Year and value ideas please! I really appreciate the help!!!


----------



## J-wagon (Feb 6, 2022)

Because of bma6 sticker I think 1970s. Looks Murray built. Not sure but looks like someone wanted racy 3-speed, added dropbars


----------



## R&D (Feb 6, 2022)

J-wagon said:


> Because of bma6 sticker I think 1970s. Looks Murray built. Not sure but looks like someone wanted racy 3-speed, added dropbars



I have had it 30 years never thought about the bars being changed lol. Thanks for the information!!!


----------



## juvela (Feb 6, 2022)

-----

agree machine appears 1970's but pre CPSC - likely a "boomer"
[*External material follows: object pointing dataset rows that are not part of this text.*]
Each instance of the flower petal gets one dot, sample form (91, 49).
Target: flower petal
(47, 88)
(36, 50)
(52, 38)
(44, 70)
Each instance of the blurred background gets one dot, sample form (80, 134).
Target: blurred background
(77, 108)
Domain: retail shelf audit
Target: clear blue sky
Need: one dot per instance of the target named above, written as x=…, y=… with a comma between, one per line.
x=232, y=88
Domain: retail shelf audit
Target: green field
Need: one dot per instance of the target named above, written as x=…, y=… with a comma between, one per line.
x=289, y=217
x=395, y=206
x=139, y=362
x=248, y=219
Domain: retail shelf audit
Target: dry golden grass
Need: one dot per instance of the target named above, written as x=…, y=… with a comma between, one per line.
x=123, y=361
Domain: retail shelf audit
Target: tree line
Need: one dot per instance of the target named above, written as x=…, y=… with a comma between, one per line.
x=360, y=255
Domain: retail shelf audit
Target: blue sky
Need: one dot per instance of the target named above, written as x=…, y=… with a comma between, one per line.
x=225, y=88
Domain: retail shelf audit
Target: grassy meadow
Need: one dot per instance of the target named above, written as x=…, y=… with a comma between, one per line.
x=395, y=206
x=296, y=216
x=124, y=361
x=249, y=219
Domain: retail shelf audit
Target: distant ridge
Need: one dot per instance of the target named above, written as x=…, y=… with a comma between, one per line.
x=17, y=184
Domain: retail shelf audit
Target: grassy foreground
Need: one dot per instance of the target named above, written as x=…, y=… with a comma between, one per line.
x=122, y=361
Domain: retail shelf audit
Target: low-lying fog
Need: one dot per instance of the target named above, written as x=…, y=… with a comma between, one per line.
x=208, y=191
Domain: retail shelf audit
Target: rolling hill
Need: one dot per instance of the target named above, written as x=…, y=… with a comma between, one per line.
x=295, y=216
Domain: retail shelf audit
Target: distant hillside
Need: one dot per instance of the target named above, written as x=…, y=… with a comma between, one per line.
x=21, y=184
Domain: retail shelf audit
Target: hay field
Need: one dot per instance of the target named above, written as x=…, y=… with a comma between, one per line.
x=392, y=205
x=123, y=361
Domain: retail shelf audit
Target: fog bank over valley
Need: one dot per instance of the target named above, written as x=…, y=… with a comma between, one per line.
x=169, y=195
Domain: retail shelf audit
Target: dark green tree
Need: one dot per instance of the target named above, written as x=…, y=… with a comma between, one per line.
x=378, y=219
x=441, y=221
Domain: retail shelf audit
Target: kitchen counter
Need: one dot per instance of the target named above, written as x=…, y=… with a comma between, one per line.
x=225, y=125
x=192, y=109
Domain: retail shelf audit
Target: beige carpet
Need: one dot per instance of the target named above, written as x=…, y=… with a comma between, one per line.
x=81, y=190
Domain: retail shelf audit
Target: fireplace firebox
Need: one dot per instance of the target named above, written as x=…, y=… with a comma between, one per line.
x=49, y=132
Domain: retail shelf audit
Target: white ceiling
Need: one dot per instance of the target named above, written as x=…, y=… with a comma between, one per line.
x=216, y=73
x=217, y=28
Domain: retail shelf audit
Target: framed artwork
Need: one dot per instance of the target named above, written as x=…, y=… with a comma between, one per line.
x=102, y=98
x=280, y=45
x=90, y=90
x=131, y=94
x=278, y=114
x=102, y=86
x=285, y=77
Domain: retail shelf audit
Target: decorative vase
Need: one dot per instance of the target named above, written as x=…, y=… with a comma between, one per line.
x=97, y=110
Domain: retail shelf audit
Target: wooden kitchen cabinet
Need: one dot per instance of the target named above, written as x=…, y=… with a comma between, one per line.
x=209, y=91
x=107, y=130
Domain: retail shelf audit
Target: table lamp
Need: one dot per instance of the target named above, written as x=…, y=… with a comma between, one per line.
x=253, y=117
you may be able to read a date on the shell of the Shimano planetary hub

value -

garage sale - 20-30USD

classified - 30-45USD

that's probably about the upper limit

caveat: markets can vary widely depending on location - both in value and in salability

-----


----------



## R&D (Feb 6, 2022)

juvela said:


> -----
> 
> agree machine appears 1970's but pre CPSC - likely a "boomer"
> 
> ...



Really appreciate your help!!! Thank you very much. 😁


----------



## sykerocker (Feb 11, 2022)

J-wagon said:


> Because of bma6 sticker I think 1970s. Looks Murray built. Not sure but looks like someone wanted racy 3-speed, added dropbars




The BMA/6 sticker definitely says post-1972, and yes it appears to be Murray built.  Those handlebars are definitely owner-added.  Not that it makes much difference, because if you swap out the rear hub, add derailleurs, dual chainwheel, remove the chain guard, five speed freewheel, and drop bar brake levers you've got what passed for a $60-70.00 ten speed back in 1973.  Yes, they used the 3-speed stem on the 10-speeds.


----------



## Adamtinkerer (Feb 12, 2022)

Sometime in the '70s, they started putting a decal at the bottom of the seat tube, just above the cranks, w/a manufacture date.


----------